Single by Candyman

from the album Ain't No Shame in My Game
- B-side: "Keep On Watcha Doin'"
- Released: July 20, 1990
- Recorded: 1989–1990
- Genre: Hip hop, R&B
- Length: 3:53
- Label: Epic
- Songwriters: John Shaffer III, Betty Wright, Willie Clarke, Eugene Hamilton, Popcorn Wylie, Albert Hamilton
- Producer: Johnny "J"

Candyman singles chronology
| "Hip Hop Addict" (1989) | "Knockin' Boots" (1990) | "Melt in Your Mouth" (1990) |

Music video
- "Knockin' Boots" on YouTube

= Knockin' Boots (Candyman song) =

"Knockin' Boots" is a song by American rapper Candyman, released on July 20, 1990 as the lead single from his debut studio album Ain't No Shame in My Game (1990). It is his most successful song.

==Background==
The song was one of the first songs produced by Johnny "J", who used samples of "Ooh Boy" by Rose Royce and "Tonight Is the Night" by Betty Wright. Rapper Tone Lōc, who had discovered Candyman, provided a spoken intro for the song and also appeared in the song's music video. Upon its release in the summer of 1990, "Knockin' Boots" became a success and quickly made it to No. 9 on the Billboard Hot 100, spending 23 weeks on the chart. The song also reached the top of the rap chart and peaked at No. 5 on the R&B chart. "Knockin' Boots" reached gold certification on October 12, 1990 for sales of over 500,000 copies, before reaching platinum status on December 18 of that year for sales of one million copies.
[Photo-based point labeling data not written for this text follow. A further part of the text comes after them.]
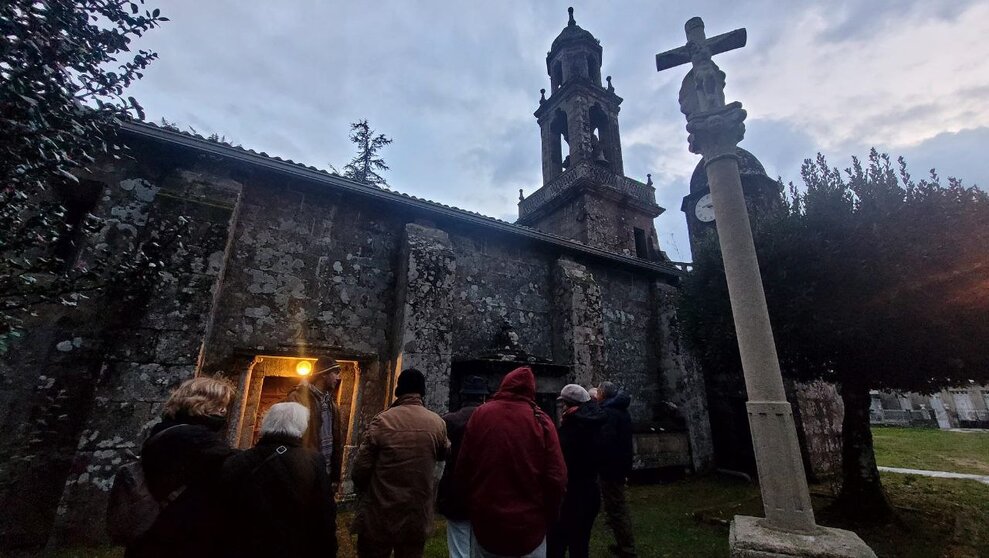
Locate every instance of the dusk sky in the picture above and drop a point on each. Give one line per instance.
(455, 85)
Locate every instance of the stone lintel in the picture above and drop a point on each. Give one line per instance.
(750, 539)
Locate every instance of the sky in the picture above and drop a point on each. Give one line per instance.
(455, 85)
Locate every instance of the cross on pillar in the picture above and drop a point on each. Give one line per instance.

The success of the single also led the Ain't No Shame in My Game album to achieve gold status on the same day the single reached platinum.

==Track listing==
1. "Knockin' Boots" (Radio Mix)- 4:07
2. "Knockin' Boots" (12" Mix)- 4:35
3. "Knockin' Boots" (Instrumental)- 4:05
4. "Knockin' Boots" (St. James Remix)- 5:10
5. "Keep On Watcha Doin'"- 3:36
6. "Keep On Watcha Doin'" (Instrumental)- 3:36

==Charts==

===Weekly charts===

| Chart (1990–1991) | Peak position |
|---|---|
| Australia (ARIA) | 58 |
| Belgium (Ultratop 50 Flanders) | 9 |
| Germany (GfK) | 28 |
| Netherlands (Dutch Top 40) | 1 |
| Netherlands (Single Top 100) | 1 |
| US Billboard Hot 100 | 9 |
| US Hot R&B/Hip-Hop Songs (Billboard) | 5 |
| US Hot Rap Songs (Billboard) | 1 |

===Year-end charts===

| Chart (1991) | Position |
|---|---|
| Netherlands (Dutch Top 40) | 9 |
| Netherlands (Single Top 100) | 16 |

==Certifications==

| Region | Certification | Certified units/sales |
| United States (RIAA) | Platinum | 1,000,000^{^} |
^{^} Shipments figures based on certification alone.